TD: Baldwin Verticals now have added the felt-strip mute rail or quiet play feature on a small lever on the lower part of the cabinet. This allows us to offer that capability without sacrificing the middle pedal.
The BP178, BP190, and the coming BP211 Grand models all feature the new slow close Magic Lid. This is a hydraulic system that allows you to lift the heavy grand lid with 2 fingers and makes opening and closing the lid on these pianos much easier and safer.
GB: Are there some features like hammers or strings that are the same brand 20 years ago that are still used on today’s pianos?
TD: We still use all maple parts in our actions, and the last change in the vertical action design came in 2002 when we altered the balance rail for faster repetition. We may have different suppliers for some parts, but they are all built to Baldwin specifications.
GB: What prompted the change to build pianos in China?
TD: The global piano market has changed dramatically. The Chinese domestic piano market is approximately 350,000 pianos annually – which accounts for 80% of the world’s new piano market. The USA only sells about 35,000 pianos per year. China simply is where the market is.

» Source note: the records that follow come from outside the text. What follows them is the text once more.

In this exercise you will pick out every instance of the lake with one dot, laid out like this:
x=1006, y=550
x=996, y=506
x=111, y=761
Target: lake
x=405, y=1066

When I started in the piano business back (way back) in the 1970s, there were many US manufacturers because the US market was selling upwards of 200,000 pianos annually. It made sense to make pianos here because it was the largest market.
GB: What are some of the new models released now? I remember the Artist series grands were M, R, L, SF and SD. That line has been expanded slightly to meet the needs of today’s consumers. What are the sizes of grands now? And uprights? What are the latest models?

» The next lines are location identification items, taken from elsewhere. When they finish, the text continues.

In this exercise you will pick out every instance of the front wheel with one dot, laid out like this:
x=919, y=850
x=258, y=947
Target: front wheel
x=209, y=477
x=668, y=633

TD: There was a 5’2” Artist Grand, the Model M (probably my personal favorite, one of the best small grands ever built). The new grand models are the Baldwin Professional Series (BP) and have a number designation that indicates the size in centimeters. They are BP148 (4’10”), BP152 (5’), BP165 (5’5”), BP178 (5’10”), BP190 (6’3”), and coming soon the BP211 (6’11”). I would suggest that someone who liked the M should try the BP165, the R the BP178, the L the BP190, and the SF10 the BP211.
For verticals we still make 2 Acrosonic 43” consoles (B442, B342). Everything else follows today’s demand for taller uprights. The new BP1 and the B243 are 47”, the BP3 is 48”, and the BP5 is 49”. The B252 is 52” as it is exactly like the model 6000 Concert Vertical.
GB: What makes the new Baldwins sound “warm”?
TD: The ‘warm’ Baldwin tone is a result of using similar materials to the ones that we always have (such as Abel hammers), and by having a product manager at the factory who has worked with Baldwin pianos for many years. Barnabas Fekete inspects each Baldwin Grand as it comes off the line and makes sure it is voiced to sound like a Baldwin.
GB: What’s the advantage of having a mega corporation like Gibson at the helm?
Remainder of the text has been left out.